What We Ask and What We Give Back
America has sent 2.7 million service members to the wars in Iraq and Afghanistan since 2001. These wars produced not just battlefield casualties but a generation carrying the invisible wounds of combat: traumatic brain injury, PTSD, moral injury, chronic pain, and the particular psychological weight of having participated in wars that ended ambiguously at best. Many returned to communities that did not understand what they had experienced and to a VA system chronically under-resourced relative to the scale of need it was asked to meet.

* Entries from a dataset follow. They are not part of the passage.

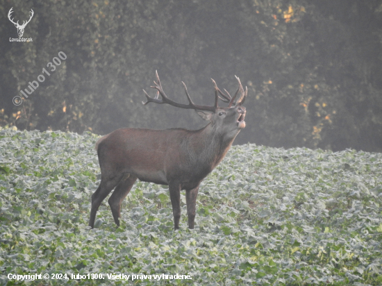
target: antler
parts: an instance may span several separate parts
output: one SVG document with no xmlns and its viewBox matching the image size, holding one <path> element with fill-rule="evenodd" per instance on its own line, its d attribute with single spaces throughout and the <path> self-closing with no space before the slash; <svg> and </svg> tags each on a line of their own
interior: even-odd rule
<svg viewBox="0 0 382 286">
<path fill-rule="evenodd" d="M 9 10 L 9 12 L 8 12 L 8 18 L 9 20 L 10 20 L 12 23 L 13 23 L 15 25 L 19 26 L 19 21 L 17 21 L 17 23 L 15 23 L 15 22 L 13 22 L 13 19 L 15 19 L 15 18 L 10 19 L 10 15 L 13 12 L 13 11 L 12 10 L 12 9 L 13 9 L 13 7 L 12 7 L 12 8 L 10 8 L 10 10 Z"/>
<path fill-rule="evenodd" d="M 23 26 L 23 27 L 25 27 L 26 26 L 26 24 L 31 22 L 31 20 L 32 19 L 32 17 L 35 15 L 35 12 L 33 12 L 33 10 L 32 9 L 31 9 L 29 12 L 31 13 L 31 16 L 29 17 L 29 19 L 28 21 L 26 21 L 26 23 L 25 23 L 25 24 L 24 24 L 25 21 L 23 21 L 23 23 L 22 23 L 22 26 Z"/>
<path fill-rule="evenodd" d="M 13 7 L 12 7 L 10 8 L 10 10 L 9 10 L 8 13 L 8 18 L 9 19 L 9 20 L 13 23 L 17 28 L 25 28 L 25 26 L 26 26 L 26 24 L 28 23 L 29 23 L 31 22 L 31 20 L 32 19 L 32 17 L 33 17 L 33 15 L 35 15 L 35 12 L 33 12 L 33 10 L 32 9 L 31 9 L 31 11 L 29 11 L 30 13 L 31 13 L 31 16 L 29 17 L 29 19 L 28 21 L 26 21 L 26 23 L 25 21 L 23 21 L 23 23 L 22 23 L 22 25 L 20 25 L 19 24 L 19 21 L 17 21 L 16 23 L 15 23 L 15 22 L 13 22 L 13 19 L 15 18 L 13 18 L 13 19 L 10 19 L 10 17 L 11 17 L 11 14 L 13 12 L 13 11 L 12 10 L 12 9 L 13 9 Z"/>
<path fill-rule="evenodd" d="M 185 95 L 187 96 L 187 99 L 188 99 L 188 104 L 183 104 L 183 103 L 179 103 L 178 102 L 174 101 L 171 99 L 169 99 L 165 92 L 163 91 L 163 89 L 162 88 L 162 85 L 160 84 L 160 81 L 159 80 L 159 76 L 158 76 L 158 72 L 156 71 L 156 82 L 154 81 L 155 85 L 151 86 L 152 88 L 155 88 L 158 90 L 156 95 L 155 97 L 152 98 L 147 94 L 147 92 L 144 90 L 143 91 L 144 92 L 144 94 L 146 95 L 146 97 L 147 99 L 147 101 L 146 102 L 142 102 L 144 105 L 146 105 L 149 103 L 149 102 L 153 102 L 155 103 L 158 104 L 163 104 L 163 103 L 167 103 L 170 106 L 173 106 L 175 107 L 178 107 L 181 108 L 185 108 L 185 109 L 194 109 L 197 110 L 205 110 L 205 111 L 211 111 L 215 112 L 219 106 L 217 106 L 217 100 L 219 98 L 221 98 L 217 94 L 217 90 L 215 88 L 215 106 L 199 106 L 198 104 L 195 104 L 192 102 L 191 100 L 191 98 L 190 97 L 190 94 L 188 94 L 188 92 L 187 91 L 187 87 L 185 86 L 185 84 L 182 81 L 182 83 L 184 86 L 184 90 L 185 92 Z M 215 83 L 215 82 L 214 82 Z M 215 84 L 216 85 L 216 84 Z M 160 94 L 160 96 L 162 96 L 162 99 L 159 99 L 159 94 Z"/>
<path fill-rule="evenodd" d="M 239 82 L 239 87 L 238 87 L 238 90 L 236 90 L 235 95 L 229 101 L 229 104 L 228 106 L 229 108 L 232 106 L 232 103 L 233 103 L 233 101 L 235 101 L 235 99 L 238 96 L 239 92 L 240 92 L 240 97 L 239 97 L 239 99 L 238 99 L 238 101 L 236 101 L 236 103 L 235 104 L 235 106 L 241 106 L 242 104 L 243 104 L 247 97 L 247 95 L 248 94 L 248 89 L 247 88 L 247 87 L 245 87 L 245 91 L 244 91 L 244 89 L 242 88 L 242 83 L 240 83 L 240 79 L 236 76 L 235 76 L 235 77 Z"/>
</svg>

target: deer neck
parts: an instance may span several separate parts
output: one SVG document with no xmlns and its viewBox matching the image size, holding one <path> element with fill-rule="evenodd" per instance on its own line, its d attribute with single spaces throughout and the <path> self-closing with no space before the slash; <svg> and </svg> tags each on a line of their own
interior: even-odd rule
<svg viewBox="0 0 382 286">
<path fill-rule="evenodd" d="M 199 162 L 201 160 L 213 169 L 223 160 L 237 134 L 233 137 L 228 136 L 210 123 L 192 137 L 190 155 L 197 157 Z"/>
</svg>

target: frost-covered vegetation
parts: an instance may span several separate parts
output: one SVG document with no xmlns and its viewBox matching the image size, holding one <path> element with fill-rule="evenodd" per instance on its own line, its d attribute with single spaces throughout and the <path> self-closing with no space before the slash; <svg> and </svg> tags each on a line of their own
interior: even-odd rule
<svg viewBox="0 0 382 286">
<path fill-rule="evenodd" d="M 10 273 L 192 277 L 128 283 L 140 285 L 382 284 L 382 154 L 235 146 L 201 186 L 194 230 L 184 193 L 174 231 L 166 186 L 139 181 L 121 227 L 105 200 L 90 230 L 97 138 L 0 130 L 1 284 L 20 283 Z"/>
</svg>

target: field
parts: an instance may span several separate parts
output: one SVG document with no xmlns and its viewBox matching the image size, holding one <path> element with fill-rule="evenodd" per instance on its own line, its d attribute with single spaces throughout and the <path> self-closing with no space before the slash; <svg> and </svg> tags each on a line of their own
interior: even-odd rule
<svg viewBox="0 0 382 286">
<path fill-rule="evenodd" d="M 195 229 L 184 192 L 174 231 L 167 186 L 138 181 L 90 230 L 98 137 L 0 130 L 0 285 L 382 285 L 382 154 L 235 146 Z"/>
</svg>

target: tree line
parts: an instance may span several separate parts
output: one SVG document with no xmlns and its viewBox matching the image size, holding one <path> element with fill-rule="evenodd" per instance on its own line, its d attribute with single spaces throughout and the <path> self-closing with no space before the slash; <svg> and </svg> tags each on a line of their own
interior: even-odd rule
<svg viewBox="0 0 382 286">
<path fill-rule="evenodd" d="M 12 7 L 20 23 L 33 10 L 32 41 L 9 40 Z M 187 101 L 184 81 L 201 104 L 213 103 L 210 78 L 234 92 L 237 75 L 249 97 L 236 143 L 382 151 L 378 0 L 0 0 L 0 12 L 1 126 L 200 128 L 192 111 L 142 104 L 155 71 L 172 99 Z"/>
</svg>

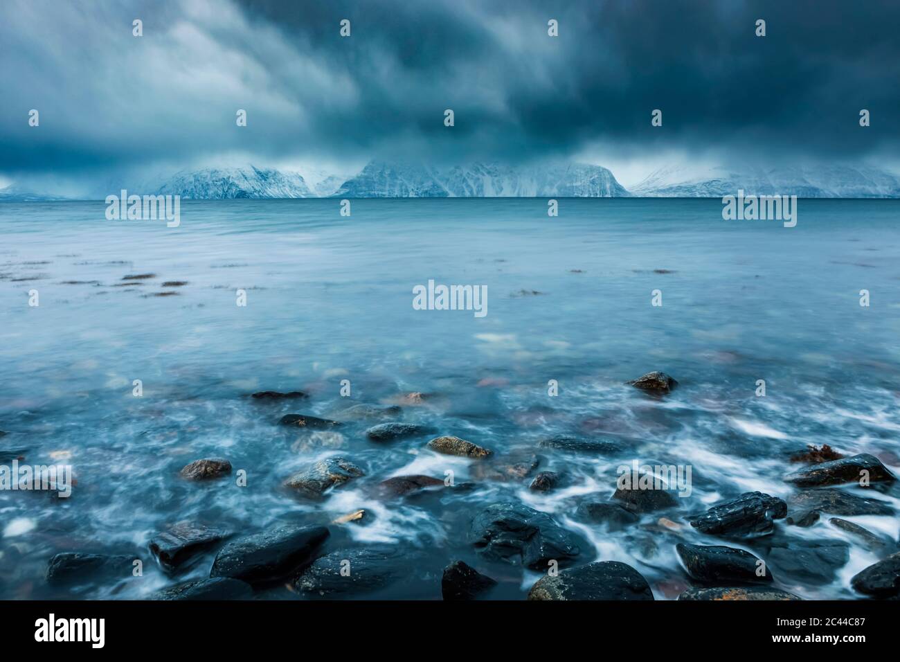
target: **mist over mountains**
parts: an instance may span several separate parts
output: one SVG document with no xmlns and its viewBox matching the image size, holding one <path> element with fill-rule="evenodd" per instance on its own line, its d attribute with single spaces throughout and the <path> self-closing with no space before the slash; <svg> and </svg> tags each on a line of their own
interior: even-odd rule
<svg viewBox="0 0 900 662">
<path fill-rule="evenodd" d="M 118 185 L 109 193 L 119 194 Z M 722 197 L 738 190 L 806 198 L 900 198 L 900 177 L 866 166 L 714 166 L 658 168 L 626 189 L 601 166 L 547 162 L 512 166 L 476 162 L 443 168 L 369 161 L 355 175 L 259 168 L 205 168 L 128 187 L 129 193 L 180 195 L 185 200 L 309 197 Z M 104 195 L 95 197 L 103 198 Z M 0 201 L 63 200 L 13 185 Z"/>
</svg>

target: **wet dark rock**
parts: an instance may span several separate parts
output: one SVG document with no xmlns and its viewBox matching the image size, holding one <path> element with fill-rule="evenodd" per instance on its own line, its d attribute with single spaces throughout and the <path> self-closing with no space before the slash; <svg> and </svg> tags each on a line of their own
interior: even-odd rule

The transition from military to civilian life — the loss of unit cohesion, purpose, identity, and structure that military service provides — is one of the most psychologically demanding experiences a human being can face. Studies show that the period immediately following separation from service is among the highest-risk windows for suicide. Yet the support systems available during that transition have been chronically inadequate, inconsistently funded, and poorly coordinated.
“We ask these men and women to go to war on our behalf — to see things, do things, and carry things that will mark them for life. The least we owe them is a country that takes that seriously when they come home.”
Moral Injury: The Wound We Don’t Talk About
Beyond PTSD, researchers have identified what they call “moral injury” — the damage done when a person is forced to act in ways that violate their deeply held moral beliefs, or witnesses such actions, or fails to prevent them. War produces moral injury routinely. Veterans who carried the weight of impossible decisions, who saw civilians killed, who participated in actions that troubled their conscience — these individuals carry a burden that traditional PTSD treatment does not fully address.
Moral injury requires moral healing — the kind that comes from communities, faith traditions, and human connection willing to sit with the weight of what someone has experienced. A society that has grown increasingly secular, atomized, and uncomfortable with the moral dimensions of human experience is poorly equipped to provide that healing. The veteran suicide rate is, in part, a casualty of a culture that has lost the language for moral wounds.
A National Debt That Goes Unpaid
The Moral Decay Index tracks veteran suicide not as a military issue but as a measure of national character. How a country treats those who served it — in the fullness of their return, not just with parades and thank-yous — reveals what it actually believes about duty, sacrifice, and obligation. By that measure, the 6,398 veterans who died by suicide in 2023 represent a debt that the nation has not paid and, with insufficient urgency, has not even acknowledged.